CachePool

⚠️ This repository is under active development. Interfaces and build flows may change.

Overview

CachePool is a Snitch–Spatz–based many-core system with a shared L1 data cache ("CachePool") and DRAMSys-backed main memory. Configuration is centralized in config/config.mk and propagated automatically to:

SystemVerilog (via VLOG_DEFS at compile time)
The Spatz cluster generator (via an auto-generated config/cachepool.hjson)

System Hierarchy

Level	Module	Description
1	Core Complex (CC)	One 32-bit Snitch + one Spatz RVV accelerator
2	Tile	4 CCs + 4 × 64 KiB 4-way InSitu-Cache banks
3	Group	4 Tiles connected via crossbar
4	Cluster (WIP)	Multiple Groups connected via NoC (currently one Group)

All tiles in a cluster share one unified L1 cache, interleaved across cache banks. The bank-selection offset is configurable at runtime via l1d_xbar_config(...).

Requirements

Linux environment with: make, git, python3, wget, curl
CMake ≥ 3.28, GCC/G++ ≥ 11.2
QuestaSim (tested with questa-2023.4)
Optional: SpyGlass for lint

Quick Start

Build Toolchains

This repository uses Bender to manage dependencies and generate simulation scripts. Ensure Bender is installed, or build it locally:

make bender

Build the RISC-V toolchains (LLVM + GCC). Spike (riscv-isa-sim) is also available through a dedicated target:

make toolchain

For ETH users, a pre-built toolchain is available for faster setup:

# ETH only: link a prebuilt toolchain
make quick-tool

Initialize Submodules

Use Bender to initialize all required submodules:

make init

Build DRAMSys

DRAMSys must be compiled before simulation.
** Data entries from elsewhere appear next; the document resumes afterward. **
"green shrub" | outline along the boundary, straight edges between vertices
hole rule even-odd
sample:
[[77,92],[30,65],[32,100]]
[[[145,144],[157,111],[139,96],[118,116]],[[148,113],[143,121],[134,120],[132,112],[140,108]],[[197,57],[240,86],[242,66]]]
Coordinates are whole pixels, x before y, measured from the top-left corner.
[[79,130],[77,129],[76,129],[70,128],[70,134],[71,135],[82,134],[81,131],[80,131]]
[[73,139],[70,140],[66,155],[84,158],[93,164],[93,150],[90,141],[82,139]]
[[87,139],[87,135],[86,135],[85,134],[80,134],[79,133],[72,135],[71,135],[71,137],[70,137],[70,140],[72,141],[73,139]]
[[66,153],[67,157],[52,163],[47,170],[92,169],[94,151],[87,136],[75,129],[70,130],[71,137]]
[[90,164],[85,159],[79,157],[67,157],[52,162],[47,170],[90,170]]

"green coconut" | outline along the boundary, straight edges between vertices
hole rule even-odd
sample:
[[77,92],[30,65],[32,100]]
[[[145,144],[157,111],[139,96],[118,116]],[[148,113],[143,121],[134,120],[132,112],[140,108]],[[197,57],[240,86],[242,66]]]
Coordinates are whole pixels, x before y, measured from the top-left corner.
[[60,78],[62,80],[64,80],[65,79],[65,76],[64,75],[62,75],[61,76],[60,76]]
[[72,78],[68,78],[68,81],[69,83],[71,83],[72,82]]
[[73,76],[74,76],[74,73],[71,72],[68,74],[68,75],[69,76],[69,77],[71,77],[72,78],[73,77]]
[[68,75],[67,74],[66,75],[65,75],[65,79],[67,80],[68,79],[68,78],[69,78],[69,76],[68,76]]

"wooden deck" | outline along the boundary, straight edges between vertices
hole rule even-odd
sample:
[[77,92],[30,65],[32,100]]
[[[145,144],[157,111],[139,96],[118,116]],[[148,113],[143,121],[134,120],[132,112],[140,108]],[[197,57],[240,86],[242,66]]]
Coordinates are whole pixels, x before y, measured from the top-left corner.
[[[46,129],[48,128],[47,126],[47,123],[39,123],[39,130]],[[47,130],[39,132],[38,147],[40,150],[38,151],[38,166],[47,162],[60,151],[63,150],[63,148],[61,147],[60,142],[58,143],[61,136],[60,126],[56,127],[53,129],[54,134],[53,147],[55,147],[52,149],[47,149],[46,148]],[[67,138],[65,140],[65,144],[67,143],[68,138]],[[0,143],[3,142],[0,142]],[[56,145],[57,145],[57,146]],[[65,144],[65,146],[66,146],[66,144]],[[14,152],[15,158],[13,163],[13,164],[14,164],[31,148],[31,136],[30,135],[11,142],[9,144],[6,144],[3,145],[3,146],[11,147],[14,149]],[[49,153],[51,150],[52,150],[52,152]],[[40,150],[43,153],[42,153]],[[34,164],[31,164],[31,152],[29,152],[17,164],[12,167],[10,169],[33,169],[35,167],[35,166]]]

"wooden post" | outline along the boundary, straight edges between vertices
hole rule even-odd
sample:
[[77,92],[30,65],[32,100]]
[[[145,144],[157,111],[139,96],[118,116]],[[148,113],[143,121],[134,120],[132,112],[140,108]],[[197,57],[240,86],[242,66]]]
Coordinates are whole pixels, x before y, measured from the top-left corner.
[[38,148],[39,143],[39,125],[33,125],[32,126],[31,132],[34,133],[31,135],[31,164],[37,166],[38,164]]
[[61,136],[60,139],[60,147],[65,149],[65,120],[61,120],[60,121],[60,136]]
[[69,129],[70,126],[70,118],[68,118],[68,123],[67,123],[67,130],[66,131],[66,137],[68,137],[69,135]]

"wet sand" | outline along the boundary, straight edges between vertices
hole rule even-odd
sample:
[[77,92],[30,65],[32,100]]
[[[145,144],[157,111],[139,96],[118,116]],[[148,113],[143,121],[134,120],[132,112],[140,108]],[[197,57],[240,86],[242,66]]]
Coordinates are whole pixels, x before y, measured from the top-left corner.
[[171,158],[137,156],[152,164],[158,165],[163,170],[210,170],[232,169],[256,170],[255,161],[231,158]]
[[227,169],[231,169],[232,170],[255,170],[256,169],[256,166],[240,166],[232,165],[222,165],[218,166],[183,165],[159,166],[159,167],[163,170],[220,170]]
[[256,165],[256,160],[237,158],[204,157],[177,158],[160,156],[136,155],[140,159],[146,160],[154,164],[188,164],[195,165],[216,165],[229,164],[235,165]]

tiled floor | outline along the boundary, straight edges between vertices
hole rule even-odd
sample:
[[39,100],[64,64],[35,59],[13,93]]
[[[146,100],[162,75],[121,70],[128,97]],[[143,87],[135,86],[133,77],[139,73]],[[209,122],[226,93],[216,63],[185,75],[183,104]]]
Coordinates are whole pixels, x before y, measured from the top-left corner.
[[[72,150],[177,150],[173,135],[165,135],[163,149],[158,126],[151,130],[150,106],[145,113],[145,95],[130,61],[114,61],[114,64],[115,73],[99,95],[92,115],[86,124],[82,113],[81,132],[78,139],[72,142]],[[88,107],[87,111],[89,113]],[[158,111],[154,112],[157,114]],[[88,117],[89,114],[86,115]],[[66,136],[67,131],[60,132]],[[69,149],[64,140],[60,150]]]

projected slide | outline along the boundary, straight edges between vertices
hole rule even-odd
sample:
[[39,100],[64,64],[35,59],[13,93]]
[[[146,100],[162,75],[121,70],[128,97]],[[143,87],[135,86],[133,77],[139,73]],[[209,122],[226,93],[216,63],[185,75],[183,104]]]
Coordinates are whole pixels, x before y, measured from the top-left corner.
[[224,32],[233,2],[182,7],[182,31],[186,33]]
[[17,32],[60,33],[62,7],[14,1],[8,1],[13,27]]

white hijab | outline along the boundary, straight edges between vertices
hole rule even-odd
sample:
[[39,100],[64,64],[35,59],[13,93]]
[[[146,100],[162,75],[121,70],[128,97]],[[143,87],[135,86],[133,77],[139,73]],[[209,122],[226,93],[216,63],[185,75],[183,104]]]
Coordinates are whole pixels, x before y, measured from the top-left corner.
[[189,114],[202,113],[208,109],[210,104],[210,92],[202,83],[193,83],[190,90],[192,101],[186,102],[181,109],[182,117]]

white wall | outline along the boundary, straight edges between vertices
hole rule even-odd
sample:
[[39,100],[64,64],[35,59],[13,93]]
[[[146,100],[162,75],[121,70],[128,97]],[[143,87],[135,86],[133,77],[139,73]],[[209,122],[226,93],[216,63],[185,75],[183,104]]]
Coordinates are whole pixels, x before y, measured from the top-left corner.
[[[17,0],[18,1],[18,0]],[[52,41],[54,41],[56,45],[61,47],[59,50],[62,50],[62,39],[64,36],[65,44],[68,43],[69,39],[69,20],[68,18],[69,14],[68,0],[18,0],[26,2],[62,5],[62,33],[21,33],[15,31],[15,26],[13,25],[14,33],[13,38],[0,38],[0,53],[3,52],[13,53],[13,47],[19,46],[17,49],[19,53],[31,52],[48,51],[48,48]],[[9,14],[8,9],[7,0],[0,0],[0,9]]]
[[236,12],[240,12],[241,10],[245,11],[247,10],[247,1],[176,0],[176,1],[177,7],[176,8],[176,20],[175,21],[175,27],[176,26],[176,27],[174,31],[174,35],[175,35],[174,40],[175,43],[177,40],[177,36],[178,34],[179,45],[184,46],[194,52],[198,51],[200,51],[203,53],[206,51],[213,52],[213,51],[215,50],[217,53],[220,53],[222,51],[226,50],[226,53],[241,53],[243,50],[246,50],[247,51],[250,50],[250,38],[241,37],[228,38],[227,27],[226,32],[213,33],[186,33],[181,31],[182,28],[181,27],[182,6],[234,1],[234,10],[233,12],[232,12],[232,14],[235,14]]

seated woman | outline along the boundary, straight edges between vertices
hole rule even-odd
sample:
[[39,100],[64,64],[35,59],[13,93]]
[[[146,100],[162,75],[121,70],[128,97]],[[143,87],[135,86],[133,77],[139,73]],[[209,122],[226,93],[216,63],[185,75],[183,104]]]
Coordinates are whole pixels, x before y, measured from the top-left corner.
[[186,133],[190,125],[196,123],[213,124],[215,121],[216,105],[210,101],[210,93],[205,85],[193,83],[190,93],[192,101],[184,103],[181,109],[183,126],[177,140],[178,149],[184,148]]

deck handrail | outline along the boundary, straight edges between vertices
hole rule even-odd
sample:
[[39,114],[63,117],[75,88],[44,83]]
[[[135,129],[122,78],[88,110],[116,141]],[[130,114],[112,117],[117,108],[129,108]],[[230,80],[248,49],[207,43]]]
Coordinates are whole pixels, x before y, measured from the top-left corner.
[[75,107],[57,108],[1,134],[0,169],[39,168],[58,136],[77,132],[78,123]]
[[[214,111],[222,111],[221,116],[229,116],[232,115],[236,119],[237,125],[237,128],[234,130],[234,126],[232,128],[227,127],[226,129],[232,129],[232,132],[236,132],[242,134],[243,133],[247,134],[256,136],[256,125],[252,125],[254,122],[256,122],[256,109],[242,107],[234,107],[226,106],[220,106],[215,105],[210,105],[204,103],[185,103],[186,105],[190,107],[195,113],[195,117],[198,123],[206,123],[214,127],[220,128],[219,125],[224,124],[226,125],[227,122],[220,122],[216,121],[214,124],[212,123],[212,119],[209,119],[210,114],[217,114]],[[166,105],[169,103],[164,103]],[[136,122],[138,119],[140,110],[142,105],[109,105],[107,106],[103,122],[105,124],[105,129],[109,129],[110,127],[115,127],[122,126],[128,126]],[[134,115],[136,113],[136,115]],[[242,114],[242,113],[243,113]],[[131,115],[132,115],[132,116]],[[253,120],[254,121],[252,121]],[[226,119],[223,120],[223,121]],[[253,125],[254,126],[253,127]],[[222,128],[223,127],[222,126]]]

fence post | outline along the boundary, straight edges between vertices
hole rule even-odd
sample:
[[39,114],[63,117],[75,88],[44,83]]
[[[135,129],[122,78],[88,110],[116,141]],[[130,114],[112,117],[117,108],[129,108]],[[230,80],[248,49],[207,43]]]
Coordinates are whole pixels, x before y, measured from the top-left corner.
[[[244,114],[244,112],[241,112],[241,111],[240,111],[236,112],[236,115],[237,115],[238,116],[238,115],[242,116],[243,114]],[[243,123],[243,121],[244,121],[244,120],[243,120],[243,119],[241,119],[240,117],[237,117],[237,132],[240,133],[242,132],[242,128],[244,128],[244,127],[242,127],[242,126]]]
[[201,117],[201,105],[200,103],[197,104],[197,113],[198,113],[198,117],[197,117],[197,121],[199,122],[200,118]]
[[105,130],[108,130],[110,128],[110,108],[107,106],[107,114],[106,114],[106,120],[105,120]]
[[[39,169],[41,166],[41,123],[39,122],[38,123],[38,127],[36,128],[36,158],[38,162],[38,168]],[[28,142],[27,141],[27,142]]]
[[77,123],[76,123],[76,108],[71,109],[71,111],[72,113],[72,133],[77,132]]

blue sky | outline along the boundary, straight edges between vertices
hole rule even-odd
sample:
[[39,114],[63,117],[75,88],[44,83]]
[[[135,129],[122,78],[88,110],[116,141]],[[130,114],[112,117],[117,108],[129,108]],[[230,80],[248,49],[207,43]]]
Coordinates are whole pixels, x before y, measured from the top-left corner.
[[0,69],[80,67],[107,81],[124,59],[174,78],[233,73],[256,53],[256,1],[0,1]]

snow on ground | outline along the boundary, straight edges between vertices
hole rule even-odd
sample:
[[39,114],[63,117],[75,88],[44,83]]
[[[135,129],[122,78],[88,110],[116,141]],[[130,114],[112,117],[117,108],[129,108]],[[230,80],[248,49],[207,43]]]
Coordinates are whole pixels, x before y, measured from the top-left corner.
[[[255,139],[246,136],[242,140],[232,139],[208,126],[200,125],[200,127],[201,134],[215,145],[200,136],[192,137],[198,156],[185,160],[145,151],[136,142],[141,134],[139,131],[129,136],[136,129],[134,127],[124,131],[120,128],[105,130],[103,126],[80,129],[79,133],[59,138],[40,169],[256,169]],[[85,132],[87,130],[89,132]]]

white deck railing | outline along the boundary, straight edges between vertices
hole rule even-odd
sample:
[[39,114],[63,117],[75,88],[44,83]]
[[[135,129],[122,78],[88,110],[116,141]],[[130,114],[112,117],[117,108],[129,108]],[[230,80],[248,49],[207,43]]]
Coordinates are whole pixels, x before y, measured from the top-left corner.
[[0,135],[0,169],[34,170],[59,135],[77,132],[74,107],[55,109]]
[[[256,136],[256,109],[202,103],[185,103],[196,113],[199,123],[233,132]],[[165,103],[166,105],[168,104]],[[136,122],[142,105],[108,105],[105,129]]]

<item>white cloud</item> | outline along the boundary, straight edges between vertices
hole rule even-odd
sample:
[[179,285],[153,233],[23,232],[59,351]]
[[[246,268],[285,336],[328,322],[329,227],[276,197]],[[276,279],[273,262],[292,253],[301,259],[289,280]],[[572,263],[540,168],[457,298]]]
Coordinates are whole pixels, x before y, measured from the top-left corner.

Tool versions can be overridden inline:

make dram-build CMAKE=/path/to/cmake-3.28.x CC=/path/to/gcc-11.2 CXX=/path/to/g++-11.2

Generate Required RTL

Some RTL components (e.g., package headers) must be generated prior to simulation. Generation requires specifying a configuration. If none is provided, the default is cachepool_512.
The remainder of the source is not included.